Val konnte den Drang nach Klarheit ungefähr eine Sekunde lang unterdrücken, dann platze es geradezu aus ihr heraus: „Wie hört sich der Herzschlag für dich an? Ist er normal? So wie du ihn kennst? Wieviele Schläge pro Minute? Wie regelmäßig ist er?“
Alexey sah sie für einen Moment an, als hätte sie sich vor seinen Augen in einen Drachen verwandelt. Dann machte er dicht. Sehr gründlich sogar, denn er wandte sich ruckartig von ihr ab, bückte sich nach seiner Tunika und zog sie sich über. Zunächst noch verkehrt herum, aber den Fehler korrigierte er rasch, bevor er nach seinem Gürtel griff, der ihm dabei zweimal aus den Fingern glitt, bis er ihn zu fassen bekam. Es dauerte sogar noch länger, bis er es schließlich schaffte, ihn mit seinen zittrigen Händen zu schließen.
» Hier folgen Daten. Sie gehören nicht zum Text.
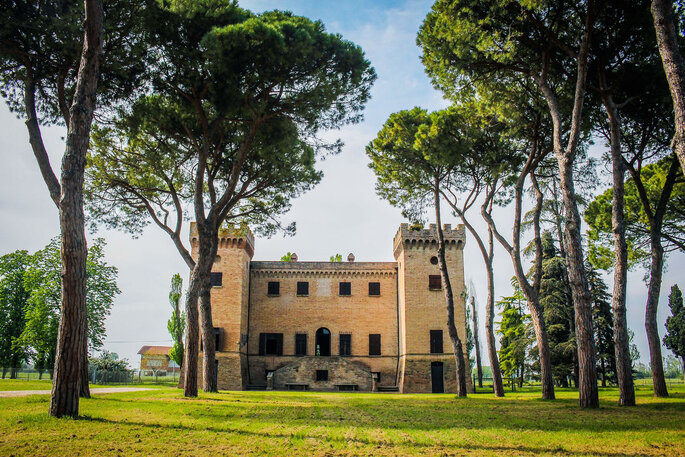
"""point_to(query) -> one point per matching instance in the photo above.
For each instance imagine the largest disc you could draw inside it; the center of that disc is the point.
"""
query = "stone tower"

Eigentlich schien er geradewegs zur Tür rausstürmen zu wollen, bis ihm wohl wieder einfiel, dass er seine Kammer nicht wirklich verlassen konnte. Also blieb er dort stehen, den Rücken zu ihr gewandt und die Hände vor Wut geballt.
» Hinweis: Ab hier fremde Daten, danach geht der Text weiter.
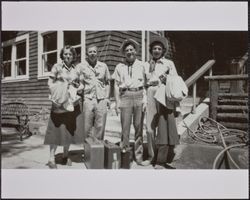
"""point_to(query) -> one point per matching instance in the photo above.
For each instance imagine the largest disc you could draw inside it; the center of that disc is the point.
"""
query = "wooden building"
(27, 56)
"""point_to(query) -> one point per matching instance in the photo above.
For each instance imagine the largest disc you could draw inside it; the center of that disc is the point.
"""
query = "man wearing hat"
(160, 144)
(130, 96)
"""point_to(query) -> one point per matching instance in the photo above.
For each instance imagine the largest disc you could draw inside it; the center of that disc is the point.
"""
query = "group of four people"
(73, 119)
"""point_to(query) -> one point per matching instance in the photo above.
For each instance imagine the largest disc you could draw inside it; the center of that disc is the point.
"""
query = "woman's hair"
(72, 50)
(164, 50)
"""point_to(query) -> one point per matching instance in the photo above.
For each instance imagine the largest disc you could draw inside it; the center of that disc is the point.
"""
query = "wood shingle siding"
(35, 92)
„Ich verstehe dich einfach nicht!“, fauchte er schließlich leise. „Du machst dir Sorgen um den Bastard dieses Hurensohns?!“ Jetzt wurde er schon lauter und drehte sich nun doch rasend vor Wut zu ihr herum. „Um das Balg von dem Mann, der dich jeden Tag nach Lust und Laune benutzt, wie es ihm gefällt? Ist mir hier irgendetwas entgangen? Gibt es da etwas zwischen –“
„STOPP!“ Val sprang geradezu aus dem Bett und wickelte nur notdürftig in aller Eile die Decke um sich, während sie wie eine kleine Dampflok auf Alexey zuraste, um ihn nun ebenfalls wütend anzufunkeln.
„Wage es nicht, diesen Satz zu Ende zu sprechen! Ich hasse diesen Scheißkerl abgrundtief und wünsche ihm die Pest an den Hals, verstanden?!“ Sie schrie beinahe.
Alexey war nicht besser: „Warum dann?! Warum gehst du nicht zu Rashad und lässt dieses Übel ein für allemal beseitigen?!“
„HÖR AUF!“ Val stieß ihm vor Wut hart vor die Brust, was in ihrem Fall nicht besonders kräftig war.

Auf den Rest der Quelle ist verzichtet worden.